We take a look at Scott’s film and break down his game:
The good: Scott is a perfect fit for Michigan State at running back. He brings an ideal combination of power running, with speed, size and agility to match.
His film truly looks like a man playing with a bunch of boys on the field.
He bounces off tackles and uses a spin move often and well. He also flashes the ability to make a quick cut and hit the hole hard to break away. One of his biggest strengths is his balance as he runs. It allows him to break tackles and makes shiftier moves.
Scott is a very tough runner to bring down and is rarely brought down by first contact. Once he is brought down, he generally falls forward for more yardage as a result of being a bulldozer and finding extra yards.
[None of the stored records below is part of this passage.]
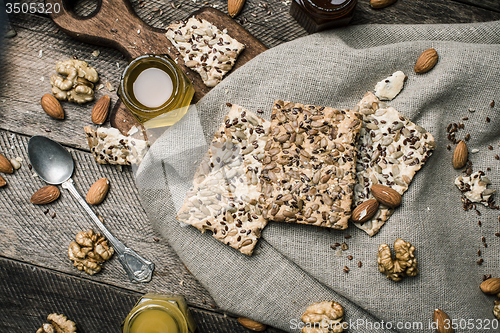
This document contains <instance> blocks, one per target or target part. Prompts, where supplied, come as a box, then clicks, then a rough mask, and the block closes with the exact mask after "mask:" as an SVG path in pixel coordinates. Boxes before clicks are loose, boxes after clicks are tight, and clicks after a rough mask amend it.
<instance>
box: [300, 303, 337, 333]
mask: <svg viewBox="0 0 500 333" xmlns="http://www.w3.org/2000/svg"><path fill="white" fill-rule="evenodd" d="M300 319H301V320H302V321H303V322H304V323H305V325H304V328H302V333H340V332H343V331H344V325H343V323H342V320H343V319H344V308H343V307H342V305H340V304H339V303H336V302H333V301H323V302H319V303H314V304H312V305H310V306H308V307H307V309H306V312H304V314H303V315H302V317H301V318H300Z"/></svg>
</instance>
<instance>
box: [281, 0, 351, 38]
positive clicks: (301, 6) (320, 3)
mask: <svg viewBox="0 0 500 333" xmlns="http://www.w3.org/2000/svg"><path fill="white" fill-rule="evenodd" d="M357 2H358V0H292V5H291V7H290V14H291V15H292V16H293V18H295V19H296V20H297V22H299V24H300V25H301V26H303V27H304V29H306V30H307V32H309V33H313V32H318V31H322V30H326V29H329V28H333V27H339V26H343V25H347V24H348V23H349V22H350V21H351V19H352V17H353V15H354V8H355V7H356V4H357Z"/></svg>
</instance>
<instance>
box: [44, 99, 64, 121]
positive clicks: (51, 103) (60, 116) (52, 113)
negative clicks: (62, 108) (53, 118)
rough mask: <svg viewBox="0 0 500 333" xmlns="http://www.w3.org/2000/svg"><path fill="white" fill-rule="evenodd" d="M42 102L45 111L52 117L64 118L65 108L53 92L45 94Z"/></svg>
mask: <svg viewBox="0 0 500 333" xmlns="http://www.w3.org/2000/svg"><path fill="white" fill-rule="evenodd" d="M40 104H42V109H43V111H45V113H47V114H48V115H49V116H51V117H52V118H55V119H64V110H63V109H62V106H61V103H59V101H58V100H57V99H56V98H55V97H54V96H52V95H51V94H45V95H43V96H42V100H41V101H40Z"/></svg>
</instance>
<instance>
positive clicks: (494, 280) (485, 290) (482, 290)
mask: <svg viewBox="0 0 500 333" xmlns="http://www.w3.org/2000/svg"><path fill="white" fill-rule="evenodd" d="M480 288H481V290H482V291H483V293H485V294H488V295H496V294H498V293H500V278H490V279H488V280H486V281H483V283H481V286H480Z"/></svg>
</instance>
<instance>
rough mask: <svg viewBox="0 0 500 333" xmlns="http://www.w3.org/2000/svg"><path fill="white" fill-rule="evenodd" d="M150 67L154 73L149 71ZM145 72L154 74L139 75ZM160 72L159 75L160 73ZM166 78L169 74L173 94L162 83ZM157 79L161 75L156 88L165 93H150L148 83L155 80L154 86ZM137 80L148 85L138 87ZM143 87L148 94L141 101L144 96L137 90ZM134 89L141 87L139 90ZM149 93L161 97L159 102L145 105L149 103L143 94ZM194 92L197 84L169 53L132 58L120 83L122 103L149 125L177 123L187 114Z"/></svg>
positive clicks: (119, 88)
mask: <svg viewBox="0 0 500 333" xmlns="http://www.w3.org/2000/svg"><path fill="white" fill-rule="evenodd" d="M148 71H149V72H154V73H148ZM146 73H148V74H152V76H150V78H148V77H142V79H139V77H140V75H144V74H146ZM158 73H159V74H160V76H158ZM166 75H168V76H166ZM165 78H166V79H167V80H168V78H170V80H168V82H167V83H168V84H169V85H171V86H169V88H171V89H170V90H171V93H170V95H169V92H168V89H167V88H165V87H164V84H163V83H164V82H165ZM155 79H160V82H161V84H159V85H158V86H156V87H155V88H157V89H158V88H160V90H161V94H164V96H157V95H153V96H151V92H150V91H149V92H148V91H147V86H148V85H151V84H153V86H154V83H155V82H154V80H155ZM151 80H153V82H151ZM138 82H142V84H144V85H146V87H140V84H139V87H138V86H137V84H138ZM140 88H142V90H143V94H144V93H145V94H146V97H142V102H141V101H140V100H141V98H139V97H141V96H139V95H138V94H137V93H138V92H139V89H140ZM163 88H165V89H163ZM134 89H137V90H138V91H137V92H136V91H134ZM144 90H145V91H144ZM148 93H149V94H150V97H154V99H155V100H160V101H161V102H160V104H158V105H155V104H153V105H144V104H148V103H147V102H148V101H147V100H144V98H147V96H148ZM193 95H194V88H193V85H192V84H191V81H189V79H188V78H187V77H186V75H185V74H184V73H183V72H182V70H181V69H180V67H179V66H177V64H176V63H175V62H174V61H173V60H172V59H170V57H168V56H167V55H152V54H149V55H143V56H140V57H137V58H135V59H134V60H132V61H131V62H130V63H129V65H128V66H127V67H126V68H125V70H124V71H123V74H122V77H121V81H120V87H119V88H118V96H119V97H120V99H121V101H122V102H123V104H125V106H126V107H127V108H128V109H129V111H130V112H131V113H132V114H133V115H134V116H135V118H137V120H138V121H139V122H140V123H142V124H144V126H145V127H146V128H154V127H160V126H169V125H173V124H175V123H176V122H177V121H179V120H180V119H181V118H182V117H183V116H184V115H185V114H186V112H187V109H188V107H189V104H190V103H191V100H192V99H193Z"/></svg>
At 6-foot-2, 230 pounds, Scott still shows the speed to outrun defenders downfield at the high school level once he gets the window to break open.
The bad: The Le’Veon Bell comparisons are warranted, naturally, but Bell was used often as a fifth receiver in his sophomore year. As for Scott, there is not much showing what he can do in the passing game for Hubbard. Likewise, as is the case with any high school running back film, it is impossible to tell how willing and talented he is when it comes to blocking.
Blocking is the biggest learning curve for any running back entering college, so how Scott adapts and picks up blocking schemes will dictate his early impact.
There are some plays on his highlights where he carries the ball away from his body, generally as he looks to make a cut.